Dianna “Mick” McDougall for Insider; Mark Zuckerberg
Meta CEO Mark Zuckerberg loves extreme sports and other high-risk activities. Last year he got hurt while training in mixed martial arts.Now Meta is warning investors that Zuckerberg’s risk tolerance could be a problem for the company.
After a rough couple of years, Meta is flying: Revenue is growing again, profits are way up after some painful belt-tightening, and the stock is at an all-time high.
What could possibly go wrong?
Well, maybe Mark Zuckerberg could get hurt, or worse, in a cage match?

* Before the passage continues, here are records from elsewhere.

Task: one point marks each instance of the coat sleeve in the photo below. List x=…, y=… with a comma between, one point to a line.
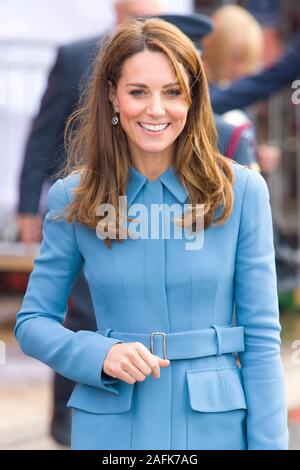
x=45, y=142
x=78, y=356
x=256, y=305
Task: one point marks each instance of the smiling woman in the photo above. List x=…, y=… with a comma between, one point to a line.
x=161, y=372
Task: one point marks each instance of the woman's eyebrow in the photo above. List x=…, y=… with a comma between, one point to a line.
x=142, y=85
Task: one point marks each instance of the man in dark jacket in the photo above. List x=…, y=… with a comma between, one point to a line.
x=249, y=90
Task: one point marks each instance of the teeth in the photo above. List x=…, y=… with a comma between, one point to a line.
x=149, y=127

That’s what Meta is suggesting in a new SEC filing out this week. In the company’s newest annual report, it has told investors that Zuckerberg routinely does risky stuff for fun — and that it would be a real problem for the company if he got injured doing that.
From Meta’s 10-K, filed under “risk factors”:
We currently depend on the continued services and performance of our key personnel, including Mark Zuckerberg. Mr. Zuckerberg and certain other members of management participate in various high-risk activities, such as combat sports, extreme sports, and recreational aviation, which carry the risk of serious injury and death.
Meta is presumably referring to Zuckerberg’s well-documented embrace of all kinds of brotastic fun, including mixed martial arts, hydrofoiling and CrossFit. He has also reportedly been training to get his pilot license.
And he has gotten banged up along the way: Last year, he tore his ACL in a training fight.
Zuckerberg certainly isn’t the only tech mogul who likes this stuff. His rival Elon Musk, for instance, flies himself around all the time, and he also famously challenged Zuckerberg to a cage match (which some people insisted was going to be a real thing but never panned out).
But he may be the only Big Tech CEO who’s spelled that out as a potential problem for investors.
Musk’s Tesla, for instance, simply points out that the company is “highly dependent” on his services and doesn’t mention the prospect of him crashing one of his Gulfstreams. (It does, however note that Musk “does not devote his full time and attention to Tesla,” because he’s also running SpaceX, X, and other ventures.)
Peers like Microsoft, Apple, and Amazon either say that their CEOs are important, or don’t even mention them at all. I’ve asked Meta reps for comment.
It’s worth pointing out that while the “risk factor” section of any public company can be useful to scan, since it lays out all kinds of potential problems that could arise, it usually is not the kind of thing most investors care about. The point is to insulate the company from liability in case something did actually go wrong : See? We told you this could happen. Now tell your lawyers to stop bothering us.
So while Meta does take Zuckerberg’s well-being very seriously — in 2022 it spent $15 million on personal security for him and his family — it’s unlikely they think he’s really going to get really, really hurt. But they’re letting us it could happen, just in case.